When I was small, my parents told me that the first word I ever said was “automatic.”

This seems unlikely on its face. No “ma-ma” or “da-da”? Or “dis” or “no”? It is true, though, that things that operated on their own were fascinating to me. The pinnacle of commonplace household automation in those days was the LP record changer.

photograph of a record changer with an LP ready to drop on the turntable

If you’ve never seen one in action, they’re remarkable. You put a stack of 4-5 vinyl LP’s (long-playing records) on a spindle that had a catch to keep them suspended above a turntable. Start it up, and it would go through a sequence where the tonearm would lift and move against the stack of records to sense their size and presence. Then one record would drop onto the turntable and the tonearm would move down and land gently on the first track. The side of the record would play, and when it got to the end the tonearm would lift and the process would repeat until there were no more records left in the stack, and then the machine would turn itself off.

This magic was accomplished with no microprocessors, in fact, no electronics whatsoever. They just used an assortment of belts and gears that were simple enough that the devices could be mass-produced. It seemed as though every 1960’s living room had one.
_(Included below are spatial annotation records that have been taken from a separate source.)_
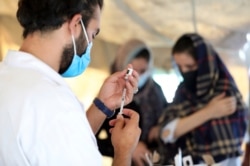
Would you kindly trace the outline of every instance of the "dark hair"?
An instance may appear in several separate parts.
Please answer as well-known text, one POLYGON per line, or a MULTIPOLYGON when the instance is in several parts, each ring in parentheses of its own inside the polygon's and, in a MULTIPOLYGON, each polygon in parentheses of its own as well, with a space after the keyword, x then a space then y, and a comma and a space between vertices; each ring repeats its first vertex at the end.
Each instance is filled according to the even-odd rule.
POLYGON ((189 34, 184 34, 177 40, 173 46, 172 55, 175 53, 188 53, 191 57, 197 60, 194 44, 189 34))
POLYGON ((134 57, 134 59, 137 59, 137 58, 144 58, 146 59, 148 62, 150 60, 150 52, 148 49, 144 48, 142 50, 140 50, 136 56, 134 57))
POLYGON ((102 9, 103 0, 19 0, 16 16, 25 38, 37 30, 58 29, 75 14, 81 14, 87 26, 97 5, 102 9))

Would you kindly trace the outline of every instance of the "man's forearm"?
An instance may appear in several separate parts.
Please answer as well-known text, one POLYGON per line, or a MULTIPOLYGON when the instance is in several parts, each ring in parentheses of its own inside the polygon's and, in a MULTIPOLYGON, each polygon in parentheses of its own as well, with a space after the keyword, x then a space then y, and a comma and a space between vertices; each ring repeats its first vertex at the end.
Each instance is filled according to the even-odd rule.
POLYGON ((131 154, 120 153, 116 154, 113 159, 112 166, 131 166, 132 156, 131 154))

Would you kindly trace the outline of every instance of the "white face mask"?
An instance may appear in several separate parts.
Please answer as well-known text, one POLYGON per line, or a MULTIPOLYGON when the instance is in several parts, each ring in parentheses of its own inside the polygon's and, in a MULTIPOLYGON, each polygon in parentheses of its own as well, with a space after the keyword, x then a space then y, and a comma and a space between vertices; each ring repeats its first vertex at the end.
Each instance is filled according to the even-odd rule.
POLYGON ((80 75, 88 67, 90 60, 91 60, 90 51, 92 48, 92 42, 89 42, 85 26, 82 20, 80 21, 81 21, 82 30, 84 32, 88 46, 87 46, 85 53, 83 53, 82 55, 77 55, 75 39, 74 39, 74 36, 72 35, 72 41, 73 41, 73 46, 74 46, 74 56, 73 56, 73 59, 69 68, 62 74, 63 77, 75 77, 75 76, 80 75))
POLYGON ((139 88, 141 88, 141 87, 143 87, 145 85, 145 83, 147 82, 150 75, 151 75, 151 72, 146 71, 142 75, 139 76, 139 81, 138 81, 138 87, 139 88))

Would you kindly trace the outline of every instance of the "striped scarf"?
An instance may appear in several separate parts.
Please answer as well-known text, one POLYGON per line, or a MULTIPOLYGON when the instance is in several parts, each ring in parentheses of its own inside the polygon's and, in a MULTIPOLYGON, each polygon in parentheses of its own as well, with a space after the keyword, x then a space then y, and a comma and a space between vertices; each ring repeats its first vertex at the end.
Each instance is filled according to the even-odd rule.
POLYGON ((198 59, 196 94, 191 94, 181 83, 173 103, 164 110, 164 114, 159 120, 160 125, 165 126, 171 120, 193 114, 222 92, 236 98, 237 110, 230 116, 213 119, 202 124, 180 137, 175 144, 163 146, 162 159, 168 160, 166 158, 171 151, 170 148, 175 149, 172 151, 175 154, 176 148, 181 148, 183 155, 191 155, 197 162, 207 154, 211 155, 215 162, 237 157, 241 155, 241 143, 246 131, 247 108, 235 81, 218 54, 199 35, 187 35, 193 41, 198 59))

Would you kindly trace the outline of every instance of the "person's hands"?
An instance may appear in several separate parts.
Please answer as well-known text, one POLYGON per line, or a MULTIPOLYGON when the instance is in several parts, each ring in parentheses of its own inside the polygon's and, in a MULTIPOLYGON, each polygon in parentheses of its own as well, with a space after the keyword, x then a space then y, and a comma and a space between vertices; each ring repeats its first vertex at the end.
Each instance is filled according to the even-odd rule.
POLYGON ((148 133, 148 141, 153 142, 154 140, 156 140, 159 136, 159 132, 160 132, 160 126, 152 127, 148 133))
MULTIPOLYGON (((129 64, 127 68, 132 68, 132 65, 129 64)), ((124 88, 126 88, 125 105, 132 101, 134 91, 138 88, 139 75, 135 70, 133 70, 132 75, 128 77, 128 80, 125 80, 127 68, 109 76, 100 89, 98 98, 111 110, 120 107, 124 88)))
POLYGON ((135 166, 144 166, 148 163, 146 159, 146 154, 152 156, 151 152, 148 150, 147 146, 143 142, 139 142, 135 148, 132 159, 135 166))
POLYGON ((128 118, 118 114, 116 119, 109 122, 110 126, 113 126, 110 129, 111 141, 115 155, 132 157, 141 134, 139 114, 130 109, 124 109, 123 114, 128 118))
POLYGON ((225 97, 225 93, 215 96, 205 107, 210 119, 221 118, 236 111, 235 97, 225 97))

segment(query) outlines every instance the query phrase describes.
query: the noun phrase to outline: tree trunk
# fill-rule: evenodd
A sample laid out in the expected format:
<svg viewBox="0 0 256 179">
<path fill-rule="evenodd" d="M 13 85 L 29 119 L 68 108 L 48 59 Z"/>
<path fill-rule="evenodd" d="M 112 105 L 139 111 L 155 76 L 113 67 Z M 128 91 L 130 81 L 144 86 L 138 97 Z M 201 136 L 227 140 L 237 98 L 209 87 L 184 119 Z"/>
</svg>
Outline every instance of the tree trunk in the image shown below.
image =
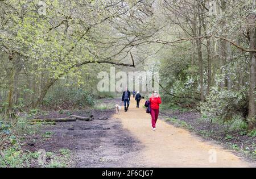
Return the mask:
<svg viewBox="0 0 256 179">
<path fill-rule="evenodd" d="M 42 91 L 40 93 L 40 96 L 36 102 L 35 103 L 34 106 L 32 106 L 33 108 L 36 108 L 43 102 L 43 99 L 46 97 L 46 94 L 47 93 L 48 90 L 54 84 L 56 80 L 55 79 L 51 79 L 48 81 L 44 88 L 42 89 Z"/>
<path fill-rule="evenodd" d="M 250 35 L 250 48 L 255 49 L 256 47 L 256 15 L 252 14 L 249 16 Z M 256 53 L 250 53 L 250 90 L 248 118 L 249 130 L 256 128 Z"/>
</svg>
They were sturdy and reasonably reliable.

When I was, I don’t know, about ten years old, I found a broken changer in somebody’s rubble pile. I took it apart and figured out how it did its magic, then designed and built my own. It seemed unreal that I had created a machine that could sense its environment and do useful work while responding to changing conditions.

Later I caught the audiophile disease and would never suffer my precious vinyl to be kicked around by a crude record changer, but I never lost my fascination with automated machinery.